Conclusions: The addition of eltrombopag to immunosuppressive therapy was associated with markedly higher rates of hematologic response among patients with severe aplastic anemia than in a historical cohort. (Funded by the National Heart, Lung, and Blood Institute; ClinicalTrials.gov number, NCT01623167 .).

Figures

Figure 1. Study Design and Treatment Plan According to Cohort

All the patients received antithymocyte globulin (ATG) and cyclosporine. Three eltrombopag dosing schemes were implemented in consecutively enrolling cohorts. Results from each cohort informed the design of the subsequent cohort. In cohort 1, eltrombopag was initiated after ATG, owing to concern about overlapping hepatotoxic effects, especially when it is coadministered with ATG and cyclosporine. Since most responses in cohort 1 appeared within 3 months and in order to limit eltrombopag exposure, eltrombopag was discontinued at 3 months in cohort 2. Because the hepatotoxic effects in cohort 2 were found to be infrequent and the rate of complete response was lower than in cohort 1, in cohort 3 eltrombopag was initiated on day 1 with ATG and continued for 6 months.
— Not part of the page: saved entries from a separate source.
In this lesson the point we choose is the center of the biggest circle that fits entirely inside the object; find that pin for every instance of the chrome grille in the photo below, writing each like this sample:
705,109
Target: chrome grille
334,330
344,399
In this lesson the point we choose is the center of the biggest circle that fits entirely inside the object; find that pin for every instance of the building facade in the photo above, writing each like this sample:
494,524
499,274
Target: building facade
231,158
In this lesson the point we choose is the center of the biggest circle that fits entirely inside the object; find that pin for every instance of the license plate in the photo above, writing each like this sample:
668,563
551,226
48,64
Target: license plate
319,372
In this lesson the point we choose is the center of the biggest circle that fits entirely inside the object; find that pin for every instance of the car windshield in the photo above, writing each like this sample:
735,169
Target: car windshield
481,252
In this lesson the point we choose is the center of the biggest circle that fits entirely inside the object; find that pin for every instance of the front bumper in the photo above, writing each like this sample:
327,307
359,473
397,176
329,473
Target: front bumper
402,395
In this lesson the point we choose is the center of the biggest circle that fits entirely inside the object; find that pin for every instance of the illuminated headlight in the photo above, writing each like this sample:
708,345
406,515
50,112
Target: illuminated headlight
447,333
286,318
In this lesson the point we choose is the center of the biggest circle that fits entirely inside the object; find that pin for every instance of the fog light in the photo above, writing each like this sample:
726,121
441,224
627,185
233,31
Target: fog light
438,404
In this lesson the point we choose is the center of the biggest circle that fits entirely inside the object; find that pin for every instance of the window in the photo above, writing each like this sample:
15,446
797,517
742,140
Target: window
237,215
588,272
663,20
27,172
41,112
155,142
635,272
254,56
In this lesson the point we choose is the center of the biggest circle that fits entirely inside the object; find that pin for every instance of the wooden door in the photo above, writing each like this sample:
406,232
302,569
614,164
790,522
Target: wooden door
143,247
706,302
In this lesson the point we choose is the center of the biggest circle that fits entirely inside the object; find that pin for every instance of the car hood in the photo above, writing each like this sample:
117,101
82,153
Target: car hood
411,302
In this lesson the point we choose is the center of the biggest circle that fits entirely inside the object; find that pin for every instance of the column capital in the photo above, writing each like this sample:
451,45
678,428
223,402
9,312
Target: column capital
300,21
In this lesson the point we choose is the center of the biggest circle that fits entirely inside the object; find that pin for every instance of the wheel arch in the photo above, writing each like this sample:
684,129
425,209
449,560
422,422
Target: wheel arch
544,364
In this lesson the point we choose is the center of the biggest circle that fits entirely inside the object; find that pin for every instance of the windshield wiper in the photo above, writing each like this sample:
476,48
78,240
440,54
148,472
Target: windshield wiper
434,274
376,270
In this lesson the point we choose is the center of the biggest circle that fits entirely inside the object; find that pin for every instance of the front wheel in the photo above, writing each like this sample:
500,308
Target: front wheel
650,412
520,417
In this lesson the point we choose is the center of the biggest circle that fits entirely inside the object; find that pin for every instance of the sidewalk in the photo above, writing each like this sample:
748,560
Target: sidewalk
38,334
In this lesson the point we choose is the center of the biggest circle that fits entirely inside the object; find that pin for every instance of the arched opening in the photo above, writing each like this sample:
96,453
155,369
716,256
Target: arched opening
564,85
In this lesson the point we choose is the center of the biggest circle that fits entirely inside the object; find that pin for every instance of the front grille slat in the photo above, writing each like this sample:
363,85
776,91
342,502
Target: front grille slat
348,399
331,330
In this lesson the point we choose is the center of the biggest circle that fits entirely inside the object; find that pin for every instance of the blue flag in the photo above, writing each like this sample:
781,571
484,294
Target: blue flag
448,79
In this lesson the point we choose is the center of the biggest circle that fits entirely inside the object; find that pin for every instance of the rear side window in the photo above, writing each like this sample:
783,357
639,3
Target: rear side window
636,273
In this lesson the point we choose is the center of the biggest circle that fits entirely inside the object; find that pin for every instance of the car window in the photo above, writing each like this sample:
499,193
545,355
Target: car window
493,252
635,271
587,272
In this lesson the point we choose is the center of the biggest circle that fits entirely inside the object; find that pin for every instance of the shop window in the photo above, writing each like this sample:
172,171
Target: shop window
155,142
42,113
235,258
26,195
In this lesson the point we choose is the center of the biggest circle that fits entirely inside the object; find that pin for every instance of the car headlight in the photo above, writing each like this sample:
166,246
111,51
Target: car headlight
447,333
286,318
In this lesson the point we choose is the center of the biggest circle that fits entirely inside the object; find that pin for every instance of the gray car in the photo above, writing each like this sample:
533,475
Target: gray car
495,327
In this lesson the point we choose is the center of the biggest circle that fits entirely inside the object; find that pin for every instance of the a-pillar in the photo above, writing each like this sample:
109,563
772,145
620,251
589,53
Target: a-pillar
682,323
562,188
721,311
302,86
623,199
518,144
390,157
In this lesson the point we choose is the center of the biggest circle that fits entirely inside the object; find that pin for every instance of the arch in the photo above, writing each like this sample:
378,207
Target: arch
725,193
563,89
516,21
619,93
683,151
Details regarding the daily dosing scheme are provided in the Supplementary Appendix. The primary end point was the rate of complete hematologic response at 6 months. The rate of partial response and the overall response rate (which included patients with a partial or complete response) were secondary end points.

Figure 2. (facing page). CD34+ Cell Enumeration and Assay of Hematopoietic Progenitors

Panel A shows serial measurements of bone marrow cellularity in all 92 patients at baseline (green) and at 3 months and 6 months after the initiation of treatment (blue). Representative samples from bone marrow core biopsies (hematoxylin and eosin) obtained from Patient 7 at these three time points are shown. Each circle indicates one patient. The long horizontal bar indicates the mean, and the I bar the standard deviation. Panel B shows the serial quantification of CD34+ cells of the patients in cohort 3 at baseline (green) and at 3 months and 6 months after the initiation of treatment (blue). The long horizontal bar indicates the median, and the I bar the interquartile range. Representative flow-cytometric analyses at these three time points are shown for Patient 67; the numbers in the boxes represent the percentages of cells within the indicated fraction. SSC denotes side scatter. At 3 months, the median fraction of CD34+ cells in this cohort had increased from the baseline value by a factor of 3 (baseline value, 0.13%; value at 3 months, 0.45%; and value at 6 months, 0.37%). Similarly, the numbers of CD34+ cells in bone marrow increased during treatment in cohorts 1 and 2 (Fig. S5 in the Supplementary Appendix). Panel C shows representative serial flow-cytometric analyses of phenotypically defined hematopoietic stem cells (HSCs; CD34+CD38–CD45RA–CD90+CD49f+ phenotype with low rhodamine uptake) in the bone marrow of Patient 29 and in a sample obtained from a healthy person (control). Nucleated bone marrow cells were initially enriched for CD34+ cells by Magnetic Automated Cell Separation (MACS) and analyzed by means of flow cytometry for markers expressed on HSCs. Owing to the paucity of CD34+ cells at baseline, most of the cells that were measured had a CD34– phenotype. Representative flow-cytometric analyses of multipotent progenitors are shown in Figure S5 in the Supplementary Appendix. The P values were calculated by one-way analysis of variance.